Après avoir passé au crible génétique 500 espèces bactériennes, il a élaboré un "score combiné normalisé", agrégeant toutes ces capacités en une sorte de Q.I. social".

CALCULER LE POTENTIEL DES BACTÉRIES

"En combinant et en pondérant les informations sur leurs gènes et donc les capacités qu'elles sont théoriquement capables de déployer, il est possible de les comparer", indique le professeur. Et il s'avère que les plus malignes ne sont pas les plus dangereuses ! Mycobacterium tuberculosis, par exemple, est plutôt bête et méchante ; Escherichia coli, la star des laboratoires, se situe dans la moyenne, tandis que d'illustres inconnus, comme Paenibacillus vortex, sont des "Einstein" microbiens...

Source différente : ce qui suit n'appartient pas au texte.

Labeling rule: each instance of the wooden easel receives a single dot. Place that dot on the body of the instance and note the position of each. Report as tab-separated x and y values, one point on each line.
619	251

C'EST LA PLUS INTELLIGENTE DE TOUTE

L'équipe du professeur Ben-Jacob vient d'établir un classement de 500 espèces bactériennes en fonction de leur potentiel.
Chacune d'elles est représentée sur le graphique ci-dessous par une tache verte : plus une espèce se situe haut, plus son "Q.I. social" est élevé. Et c'est Paenibacillus vortex (le point rouge) qui emporte la palme, en étant aussi brillante que deux de ses consours, mais avec un génome plus petit. L'architecture complexe de ces colonies révèle ses grandes facultés d'adaptation et de communication. Ses vortex (les ronds blancs ci-contre) libèrent en outre un lubrifiant capable de faciliter la croissance de la colonie et de diluer les agents toxiques.

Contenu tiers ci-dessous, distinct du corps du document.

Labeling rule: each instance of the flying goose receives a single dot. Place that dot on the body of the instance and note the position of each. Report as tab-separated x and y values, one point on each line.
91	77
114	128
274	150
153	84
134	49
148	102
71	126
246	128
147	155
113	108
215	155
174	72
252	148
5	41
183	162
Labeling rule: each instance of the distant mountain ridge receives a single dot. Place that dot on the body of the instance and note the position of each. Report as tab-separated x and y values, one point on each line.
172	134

Cette nouvelle mesure de l'intelligence collective - ou sociale - des bactéries ne remplace pas l'analyse des motifs dessinés par les colonies, mais la complète. "La génétique ne mesure pas le succès d'une bactérie in vivo, mais juste son potentiel à réussir. Il faut voir aussi comment elles utilisent concrètement ce potentiel". Grâce à ces techniques, il est maintenant possible de mesurer la subtilité insoupçonnée du comportement des bactéries. En admirant la beauté avec laquelle se déploie leur intelligence.

DEUX OUTILS D'ÉVALUATION

Pour mesurer l'intelligence sociale d'une colonie composée de milliards de bactéries, deux méthodes se complètent :

- l'analyse génétique, qui identifie leurs gènes (à d. le génome de P. vortex ->)

- l'étude de la forme des colonies, qui révèle leurs straégies d'adaptation (à g. P. dendritiformis et au milieu P. vortex, dont le détail montre les millions de bactéries allongées).